The Bedford County Master Gardeners group placed third in the International Master Gardener Search for Excellence contest. 

Their project, “Therapeutic Gardening,” won third place in the Special Needs Audiences category — one of seven project categories. Winners were announced in September at the 2013 International Master Gardener Conference in Alaska.

Virginia Master Gardeners are volunteer educators with Virginia Cooperative Extension who work within their communities to encourage and promote environmentally sound horticulture practices through sustainable landscape management education and training.

“It was very exciting to have the work we do recognized by this group,” said Phyllis Turner, a Master Gardener involved in the therapeutic gardening project.

Search for Excellence is the recognition program for Master Gardener volunteer work throughout the United States and Canada. According to SFE guidelines, “All volunteer projects done by Master Gardeners are significant to their communities, but not all are SFE projects. The SFE is designed to recognize outstanding group projects, not an individual who does outstanding work.”

For five years, the Bedford County Master Gardeners’ therapeutic gardening project has provided programs at local senior living facilities.

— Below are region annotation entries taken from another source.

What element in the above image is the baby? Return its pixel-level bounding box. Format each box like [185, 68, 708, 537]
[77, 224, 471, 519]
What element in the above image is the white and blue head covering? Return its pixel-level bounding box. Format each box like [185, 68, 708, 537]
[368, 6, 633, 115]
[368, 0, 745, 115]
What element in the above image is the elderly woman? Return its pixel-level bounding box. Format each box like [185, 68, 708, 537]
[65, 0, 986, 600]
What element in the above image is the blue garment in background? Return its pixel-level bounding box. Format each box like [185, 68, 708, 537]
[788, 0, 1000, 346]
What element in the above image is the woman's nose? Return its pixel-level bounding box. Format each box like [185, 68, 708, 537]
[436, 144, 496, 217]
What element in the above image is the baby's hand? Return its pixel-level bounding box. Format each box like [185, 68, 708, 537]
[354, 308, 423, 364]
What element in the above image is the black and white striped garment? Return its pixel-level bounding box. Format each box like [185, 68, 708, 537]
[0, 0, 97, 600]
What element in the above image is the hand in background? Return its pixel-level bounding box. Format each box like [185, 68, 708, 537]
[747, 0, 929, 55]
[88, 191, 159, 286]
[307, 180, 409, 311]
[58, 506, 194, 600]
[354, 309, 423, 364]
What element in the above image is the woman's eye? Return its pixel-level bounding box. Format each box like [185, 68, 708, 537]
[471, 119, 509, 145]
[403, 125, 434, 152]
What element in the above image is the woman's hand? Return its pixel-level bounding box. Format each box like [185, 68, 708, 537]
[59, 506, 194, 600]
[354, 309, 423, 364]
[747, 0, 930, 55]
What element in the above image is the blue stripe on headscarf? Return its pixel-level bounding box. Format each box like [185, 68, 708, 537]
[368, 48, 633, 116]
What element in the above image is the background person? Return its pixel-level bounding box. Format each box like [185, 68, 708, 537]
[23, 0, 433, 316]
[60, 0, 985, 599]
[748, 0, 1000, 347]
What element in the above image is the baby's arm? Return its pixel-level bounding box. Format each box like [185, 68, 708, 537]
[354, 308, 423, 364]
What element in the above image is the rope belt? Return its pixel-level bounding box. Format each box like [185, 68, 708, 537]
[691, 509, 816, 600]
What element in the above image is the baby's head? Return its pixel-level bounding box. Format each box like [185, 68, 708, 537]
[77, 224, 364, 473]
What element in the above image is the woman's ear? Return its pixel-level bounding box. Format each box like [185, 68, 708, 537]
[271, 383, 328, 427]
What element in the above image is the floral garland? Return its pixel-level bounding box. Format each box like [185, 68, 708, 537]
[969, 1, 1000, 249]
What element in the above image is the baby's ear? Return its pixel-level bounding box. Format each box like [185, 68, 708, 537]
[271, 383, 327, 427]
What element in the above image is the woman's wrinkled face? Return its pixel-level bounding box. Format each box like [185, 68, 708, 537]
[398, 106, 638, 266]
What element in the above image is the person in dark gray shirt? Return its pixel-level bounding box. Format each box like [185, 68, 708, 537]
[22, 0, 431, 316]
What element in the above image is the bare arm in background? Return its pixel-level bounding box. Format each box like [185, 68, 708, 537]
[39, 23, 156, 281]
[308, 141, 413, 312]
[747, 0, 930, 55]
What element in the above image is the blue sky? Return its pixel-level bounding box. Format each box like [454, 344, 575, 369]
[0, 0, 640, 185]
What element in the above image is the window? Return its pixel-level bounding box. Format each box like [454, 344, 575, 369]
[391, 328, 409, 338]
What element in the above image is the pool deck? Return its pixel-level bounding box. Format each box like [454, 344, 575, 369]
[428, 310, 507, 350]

The year-round programs — now conducted in four facilities — include educational workshops and hands-on activities related to gardening.

The mission of the project is to “provide education that will result in fitness, confidence, motivation, and well-being and to improve social and community life for residents living in senior living facilities,” according to the application submitted for the contest.

“The passion of the Extension Master Gardener volunteers leading these programs has moved SFE from good to exceptional,” said Scott Baker, Extension agent and unit coordinator in Bedford County who oversees the therapeutic gardening project.

The Bedford County Master Gardeners have seen many positive outcomes from the seniors they work with, including sensory stimulation and increased self-esteem and motivation. The number of participants involved in the project has increased each year.

“For the residents, it has been an emotionally and physically stimulating experience,” Turner said. “It has revived memories for many of them, and I believe they’ve felt an accomplishment.”

Projects were judged on criteria that included simplicity, practicality, originality or creativity, number of people impacted, and whether significant learning occurred.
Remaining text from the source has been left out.